My thinking and plan

When doing the initial investigations, I noticed it took some time for the fitting, in particular for the random forest models to be fit. I want to do some hyper-parameter optimisations, but do not want to wait hours for it. Therefore, I wanted to reduce the time it takes.

I figured that 10% of the non-fraudulent data should contain most of the patterns that 100% of the non-fraudulent data does, and presumably having smaller datasets reduced the run time.

To reduce the datasets, I first split the data using train_test_split as normal. Then, I kept only those non-fraudulent entries whose index had final digit 0 - so I only have 10% remaining.

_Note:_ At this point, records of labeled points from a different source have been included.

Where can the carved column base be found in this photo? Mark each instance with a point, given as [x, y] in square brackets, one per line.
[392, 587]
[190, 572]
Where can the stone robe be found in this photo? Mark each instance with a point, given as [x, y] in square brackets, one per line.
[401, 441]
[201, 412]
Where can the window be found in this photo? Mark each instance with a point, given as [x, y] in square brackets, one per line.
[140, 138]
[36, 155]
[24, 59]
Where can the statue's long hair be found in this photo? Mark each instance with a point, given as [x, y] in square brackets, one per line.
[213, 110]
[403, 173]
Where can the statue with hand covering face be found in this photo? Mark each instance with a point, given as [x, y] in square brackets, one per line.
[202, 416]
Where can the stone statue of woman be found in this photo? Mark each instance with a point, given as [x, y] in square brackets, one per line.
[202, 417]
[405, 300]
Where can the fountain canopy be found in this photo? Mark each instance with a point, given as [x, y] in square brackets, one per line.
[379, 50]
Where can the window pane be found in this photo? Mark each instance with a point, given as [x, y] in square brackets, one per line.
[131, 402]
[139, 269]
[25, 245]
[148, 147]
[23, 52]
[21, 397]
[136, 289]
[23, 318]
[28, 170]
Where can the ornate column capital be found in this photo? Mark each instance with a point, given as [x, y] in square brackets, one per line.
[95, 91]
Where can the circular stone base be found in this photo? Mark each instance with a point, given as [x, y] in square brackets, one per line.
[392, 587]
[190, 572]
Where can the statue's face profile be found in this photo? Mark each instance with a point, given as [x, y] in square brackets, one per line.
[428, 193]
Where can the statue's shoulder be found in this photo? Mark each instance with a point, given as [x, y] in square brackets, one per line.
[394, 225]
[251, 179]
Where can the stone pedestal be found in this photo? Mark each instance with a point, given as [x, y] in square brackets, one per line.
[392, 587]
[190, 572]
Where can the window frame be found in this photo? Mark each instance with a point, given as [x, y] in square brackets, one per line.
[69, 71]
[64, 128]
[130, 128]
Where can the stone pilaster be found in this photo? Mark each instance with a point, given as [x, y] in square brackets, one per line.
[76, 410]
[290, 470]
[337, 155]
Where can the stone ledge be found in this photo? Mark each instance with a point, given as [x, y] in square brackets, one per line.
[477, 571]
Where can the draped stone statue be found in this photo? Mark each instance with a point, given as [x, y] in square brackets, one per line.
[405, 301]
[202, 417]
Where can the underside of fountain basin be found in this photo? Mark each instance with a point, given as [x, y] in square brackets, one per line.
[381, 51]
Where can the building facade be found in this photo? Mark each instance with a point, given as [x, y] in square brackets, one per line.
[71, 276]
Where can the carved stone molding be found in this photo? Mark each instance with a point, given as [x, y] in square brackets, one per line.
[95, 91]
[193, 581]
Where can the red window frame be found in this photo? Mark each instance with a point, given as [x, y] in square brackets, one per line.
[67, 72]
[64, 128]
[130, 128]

To better understand the effect removing data has, I tried removing different amounts of data, from 50% to 99%. The code for all this is at the bottom of the page.

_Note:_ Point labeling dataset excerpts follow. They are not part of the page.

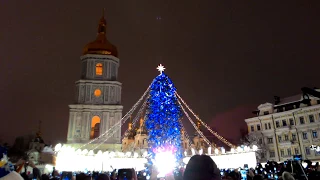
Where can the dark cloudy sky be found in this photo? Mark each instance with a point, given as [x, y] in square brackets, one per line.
[225, 57]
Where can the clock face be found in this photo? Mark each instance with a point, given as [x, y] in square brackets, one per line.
[97, 92]
[78, 121]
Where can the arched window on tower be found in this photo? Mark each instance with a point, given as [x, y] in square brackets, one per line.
[99, 69]
[95, 127]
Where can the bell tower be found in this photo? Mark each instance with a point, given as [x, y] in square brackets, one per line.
[97, 104]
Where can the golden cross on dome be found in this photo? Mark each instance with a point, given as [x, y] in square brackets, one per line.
[161, 68]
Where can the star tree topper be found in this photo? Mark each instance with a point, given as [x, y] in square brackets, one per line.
[161, 68]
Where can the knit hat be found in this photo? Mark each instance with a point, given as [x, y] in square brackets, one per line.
[6, 168]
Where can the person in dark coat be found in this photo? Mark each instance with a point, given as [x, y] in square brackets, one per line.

Results for Random Forests

The charts below show what happened as I varied how much data was removed.

image image

As I hoped, the time taken for the fitting to take place reduces as the dataset is made smaller. (In fact, time taken is linear with size of dataset. I don’t know if this is surprising or not, but I imagine it is clear if one knows implementation details of the algorithms). Also as I predicted, the effectiveness does not drop considerably by removing data.

The charts below show some of the resulting AUC curves, so we can see where the drop in performance occurs.

image image image image image image

We can see that removing non-fraudulent data has resulted in reduced precision, with no visible drop in recall. This makes sense: I did not remove any of the fraudulent entries, so it looks like the models were still able extract the same information about them.

This is encouraging. In the context of credit card fraud, recall is more important than precision: the cost of fraud is greater than cost of annoying customers by mis-labelling their transactions as fraudulent.

Results for XGBoost

I ran the process on XGBoost models too. The charts are below.

image image image image image image image image

The results are similar to those for the random forest. The compute time is linear with the amount of data kept, and performance does not drop much either. Surprisingly, the performance is almost the same with only 10% of the data: only a 0.007 drop in the AUC! It looks like XGBoost is more ‘data-efficient’ than Random Forest: to get good performance, XGBoost requires less data than Random Forests.

Next steps

The next steps will be to do some hyper-parameter optimisations. But before that, like mentioned in Part 1, I want to better understand the data by creating a crude hand-made model. It will be interesting to see how it compares! My hope is to get an AUC of 0.7.

The code

Below is the code to produce the XGBoost models and charts. The code for Random Forest is similar.

# import modules
import numpy as np
import pandas as pd

from sklearn.model_selection import train_test_split
from sklearn.metrics import precision_recall_curve
from sklearn.metrics import auc

from matplotlib import pyplot as plt

from sklearn.ensemble import RandomForestClassifier
from xgboost import XGBClassifier

from datetime import datetime



# import data and create train_test split
data = pd.read_csv("creditcard.csv")
y = data.Class
X = data.drop(['Class'], axis = 1)
Xt, Xv, yt, yv = train_test_split(X,y, random_state=0)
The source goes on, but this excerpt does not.